牛見岩に果てた道白和尚の牛
どんな伝承か
龍爪山の南の麓に平山という所があり、そこから半里ほどに首白平がある。昔ここに道白和尚という曹洞派の禅師が閑居した。花を好んで草花を植え、雪深い山中でも色鮮やかに咲いたという。和尚は黒い牡牛を一匹飼い、注文を角に結んでやれば何軒もの店を回って買い揃えて戻った。牛は夜になると山を越え、田野の小萩という寡婦の家の軒に臥した。

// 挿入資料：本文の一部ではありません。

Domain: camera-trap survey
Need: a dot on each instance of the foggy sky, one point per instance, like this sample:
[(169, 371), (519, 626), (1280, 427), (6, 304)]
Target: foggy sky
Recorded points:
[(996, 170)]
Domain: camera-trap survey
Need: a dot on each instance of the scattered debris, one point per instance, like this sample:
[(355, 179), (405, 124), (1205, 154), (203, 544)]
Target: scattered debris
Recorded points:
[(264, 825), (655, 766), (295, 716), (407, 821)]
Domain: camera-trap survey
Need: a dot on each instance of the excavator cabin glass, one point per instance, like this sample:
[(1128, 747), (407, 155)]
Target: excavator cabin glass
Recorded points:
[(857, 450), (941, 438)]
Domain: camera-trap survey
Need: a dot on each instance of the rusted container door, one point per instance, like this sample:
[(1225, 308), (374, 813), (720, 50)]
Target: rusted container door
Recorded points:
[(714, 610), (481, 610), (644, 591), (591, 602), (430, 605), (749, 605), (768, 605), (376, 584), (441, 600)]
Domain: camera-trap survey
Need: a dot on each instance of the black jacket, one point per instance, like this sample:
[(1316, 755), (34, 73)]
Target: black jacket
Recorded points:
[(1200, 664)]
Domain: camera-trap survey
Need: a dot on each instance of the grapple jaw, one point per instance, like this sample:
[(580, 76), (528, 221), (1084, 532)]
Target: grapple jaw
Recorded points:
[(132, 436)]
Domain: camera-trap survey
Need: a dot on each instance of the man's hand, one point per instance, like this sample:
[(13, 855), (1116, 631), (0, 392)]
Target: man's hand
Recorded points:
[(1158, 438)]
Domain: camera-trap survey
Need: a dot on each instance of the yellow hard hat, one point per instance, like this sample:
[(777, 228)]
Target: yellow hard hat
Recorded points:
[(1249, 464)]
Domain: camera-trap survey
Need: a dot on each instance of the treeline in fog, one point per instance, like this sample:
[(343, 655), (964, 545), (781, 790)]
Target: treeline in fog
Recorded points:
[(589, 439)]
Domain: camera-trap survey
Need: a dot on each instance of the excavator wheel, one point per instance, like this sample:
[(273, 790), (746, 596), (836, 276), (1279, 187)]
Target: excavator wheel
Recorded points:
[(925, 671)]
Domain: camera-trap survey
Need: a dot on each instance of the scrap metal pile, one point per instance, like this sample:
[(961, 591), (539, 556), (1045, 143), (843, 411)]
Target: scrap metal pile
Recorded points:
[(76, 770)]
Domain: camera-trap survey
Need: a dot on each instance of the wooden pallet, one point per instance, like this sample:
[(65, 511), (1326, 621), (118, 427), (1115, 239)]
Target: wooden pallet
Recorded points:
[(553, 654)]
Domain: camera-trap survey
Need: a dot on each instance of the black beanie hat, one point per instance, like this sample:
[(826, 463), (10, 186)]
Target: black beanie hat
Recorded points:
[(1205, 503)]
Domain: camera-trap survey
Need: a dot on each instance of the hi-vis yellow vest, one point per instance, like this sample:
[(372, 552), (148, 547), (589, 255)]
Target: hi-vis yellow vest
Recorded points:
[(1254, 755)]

和尚が言うには、この牛は前生が弟子の祖益で、今川家の館の美女に恋い焦がれて死に、三年で牛に生まれ変わったのだという。懺悔を重ねさせた後、和尚が陀羅尼を唱えると牛は人の言葉で礼を述べ、門外の大石の上に三日座禅の姿のまま果てた。その石を牛見岩という。
※伝承地の場所は必ずしも正確ではありません
出典の文献について
日本伝説大系 第7巻(日本伝説大系編集委員会・日本伝説大系(みずうみ書房)・現代(編纂)/伝承(口承))
『日本伝説大系 第7巻』所収の「文化叙事伝説」および「自然説明伝説」全97話(愛知・岐阜・長野・静岡=中部)を、各話の伝承地(市町村〜字レベル)とともに収める。